Вспоминаю три дня, три ступени, по которым Франция спустилась к туманной пропасти. Тщетно ее взор силится проникнуть в грядущее: страшные призраки чудятся ей во тьме, в бездне, куда ведут безумные ступени ее дней.

Вспоминаю три дня в Париже, – три выражения этого города.

Помню Париж весною 16‑го года. Цвели каштаны на бульварах. Улицы и площади – пустынны, торжественны, печальны. Тихо, чисто, как в доме, где умер любимый человек. На улицах солдаты, старики и женщины в трауре. Валы из трупов, рвы, наполненные французской кровью, охраняли от поругания древние камни Парижа, его колоннады, озаренные закатным солнцем великой цивилизации. Почти не верили в победу. В городе оставались те, кому нельзя, кому незачем, некуда было бежать. В городе была великая печаль и торжественная красота.

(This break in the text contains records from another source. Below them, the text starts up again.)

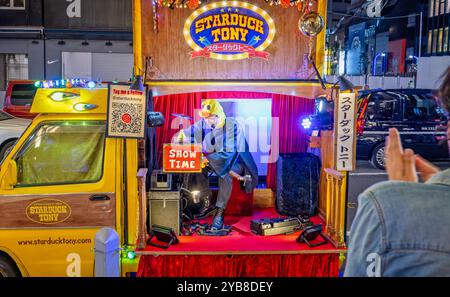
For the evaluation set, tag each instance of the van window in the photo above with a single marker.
(22, 94)
(62, 153)
(381, 106)
(423, 107)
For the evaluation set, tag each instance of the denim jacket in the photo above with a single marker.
(402, 229)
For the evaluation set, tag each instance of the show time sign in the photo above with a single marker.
(229, 30)
(182, 158)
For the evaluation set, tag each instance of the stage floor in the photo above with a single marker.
(241, 241)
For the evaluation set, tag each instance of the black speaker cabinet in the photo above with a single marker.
(297, 184)
(164, 209)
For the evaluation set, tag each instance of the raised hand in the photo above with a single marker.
(400, 165)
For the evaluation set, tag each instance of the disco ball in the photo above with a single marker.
(311, 24)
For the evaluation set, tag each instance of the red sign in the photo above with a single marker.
(182, 158)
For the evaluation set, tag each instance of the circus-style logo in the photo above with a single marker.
(229, 30)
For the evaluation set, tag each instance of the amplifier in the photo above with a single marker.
(165, 210)
(275, 226)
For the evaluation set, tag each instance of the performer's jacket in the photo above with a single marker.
(224, 148)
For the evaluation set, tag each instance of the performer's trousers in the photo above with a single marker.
(226, 184)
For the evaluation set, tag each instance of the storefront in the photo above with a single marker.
(255, 58)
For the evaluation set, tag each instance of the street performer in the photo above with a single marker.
(226, 152)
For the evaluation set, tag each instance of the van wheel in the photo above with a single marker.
(377, 158)
(8, 268)
(6, 148)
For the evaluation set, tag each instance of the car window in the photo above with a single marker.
(381, 106)
(22, 94)
(423, 107)
(62, 153)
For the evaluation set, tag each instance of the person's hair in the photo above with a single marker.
(444, 90)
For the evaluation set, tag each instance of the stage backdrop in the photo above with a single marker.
(289, 110)
(163, 40)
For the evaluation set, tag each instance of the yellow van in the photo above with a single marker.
(61, 183)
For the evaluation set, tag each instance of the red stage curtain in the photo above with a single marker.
(289, 109)
(292, 265)
(292, 138)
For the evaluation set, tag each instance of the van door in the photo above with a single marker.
(426, 126)
(63, 192)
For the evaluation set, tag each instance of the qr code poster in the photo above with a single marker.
(126, 112)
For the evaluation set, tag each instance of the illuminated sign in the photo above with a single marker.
(345, 131)
(48, 211)
(229, 30)
(182, 158)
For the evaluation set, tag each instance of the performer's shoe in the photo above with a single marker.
(218, 220)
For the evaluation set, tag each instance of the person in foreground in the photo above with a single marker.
(402, 226)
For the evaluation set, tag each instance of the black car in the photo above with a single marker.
(416, 113)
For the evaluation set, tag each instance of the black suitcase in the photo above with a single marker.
(297, 184)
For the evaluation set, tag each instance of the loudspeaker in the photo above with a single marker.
(297, 184)
(161, 181)
(164, 210)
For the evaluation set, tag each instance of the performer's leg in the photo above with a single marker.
(225, 186)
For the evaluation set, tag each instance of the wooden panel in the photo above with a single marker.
(170, 52)
(72, 210)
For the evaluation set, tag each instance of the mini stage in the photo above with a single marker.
(240, 254)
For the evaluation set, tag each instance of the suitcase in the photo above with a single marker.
(298, 177)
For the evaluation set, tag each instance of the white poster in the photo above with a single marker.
(126, 112)
(345, 134)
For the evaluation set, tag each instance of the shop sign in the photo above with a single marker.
(48, 211)
(229, 30)
(126, 115)
(345, 132)
(182, 158)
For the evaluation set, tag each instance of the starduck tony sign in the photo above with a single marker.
(229, 30)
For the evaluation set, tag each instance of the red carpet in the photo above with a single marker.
(240, 254)
(242, 241)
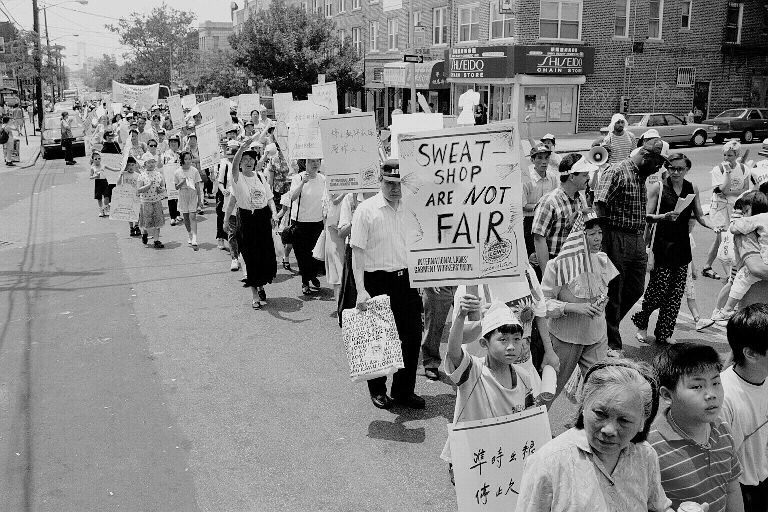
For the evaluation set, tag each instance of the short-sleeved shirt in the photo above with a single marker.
(745, 409)
(692, 472)
(622, 192)
(536, 186)
(565, 475)
(554, 216)
(380, 229)
(481, 396)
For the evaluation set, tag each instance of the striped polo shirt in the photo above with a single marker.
(691, 472)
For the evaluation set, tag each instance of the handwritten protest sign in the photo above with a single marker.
(350, 153)
(138, 96)
(125, 204)
(177, 112)
(216, 110)
(489, 455)
(304, 129)
(208, 144)
(467, 222)
(371, 340)
(246, 104)
(189, 101)
(411, 123)
(325, 94)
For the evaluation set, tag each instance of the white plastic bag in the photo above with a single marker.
(371, 340)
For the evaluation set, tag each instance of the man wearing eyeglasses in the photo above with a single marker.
(621, 198)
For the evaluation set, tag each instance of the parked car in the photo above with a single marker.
(672, 128)
(744, 123)
(51, 139)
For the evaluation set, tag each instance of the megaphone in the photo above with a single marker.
(598, 155)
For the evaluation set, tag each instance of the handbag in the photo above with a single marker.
(288, 235)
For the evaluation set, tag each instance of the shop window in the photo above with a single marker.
(469, 23)
(685, 14)
(733, 22)
(392, 34)
(655, 18)
(502, 25)
(373, 34)
(622, 19)
(560, 19)
(440, 25)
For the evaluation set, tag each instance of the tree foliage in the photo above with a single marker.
(288, 47)
(156, 39)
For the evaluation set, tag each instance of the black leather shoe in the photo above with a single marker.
(381, 401)
(414, 401)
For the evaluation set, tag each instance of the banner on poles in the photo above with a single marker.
(246, 104)
(304, 129)
(138, 96)
(325, 94)
(350, 152)
(208, 144)
(177, 112)
(467, 222)
(489, 456)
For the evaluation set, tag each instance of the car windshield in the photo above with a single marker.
(736, 112)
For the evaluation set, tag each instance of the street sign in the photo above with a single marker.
(413, 59)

Вновь я увидел Париж в 19‑м году, в день праздника Разоружения. Франция победила. Боши-варвары – немцы были отброшены и раздавлены. Предполагалось, что в день праздника Разоружения французская нация, положив окровавленное оружие у подножия Триумфальной арки, одним героическим порывом начнет новую светлую жизнь. Так предполагали устроители праздника.

До сих пор среди простонародья во французской провинции говорят, что немцы – не люди. Была выпущена брошюра с описанием и фотографиями немецких экскрементов, необычайных размером и доказывающих, что немцы – не человеческой породы.

Вышло нечто иное. Париж наполнили толпы опустошенных людей. Ни героических знамен, ни взрывов ликования. Тоска, злоба, недоумение: «Мы истекали кровью, – что мы получили за это?» Был знойный, пыльный, колючий день. Солнце жгло, – ни пощады, ни прощения. Воистину это был праздник умерщвленных. Правительство привезло труп «неизвестного солдата» и торжественно похоронило его под Триумфальной аркой. Это был подарок нации за смерти и страдания, плата за войну. Мертвыми тряпками висели трехцветные знамена в раскаленном воздухе. Миллионные толпы двигались по бульварам среди гигантских гирлянд из бумажных цветов, среди сухого леса обвитых лентами высоких шестов, среди деревянных арок с жуткими транспарантами… Так вот он – этот желанный день мира, конца человеческой бойни!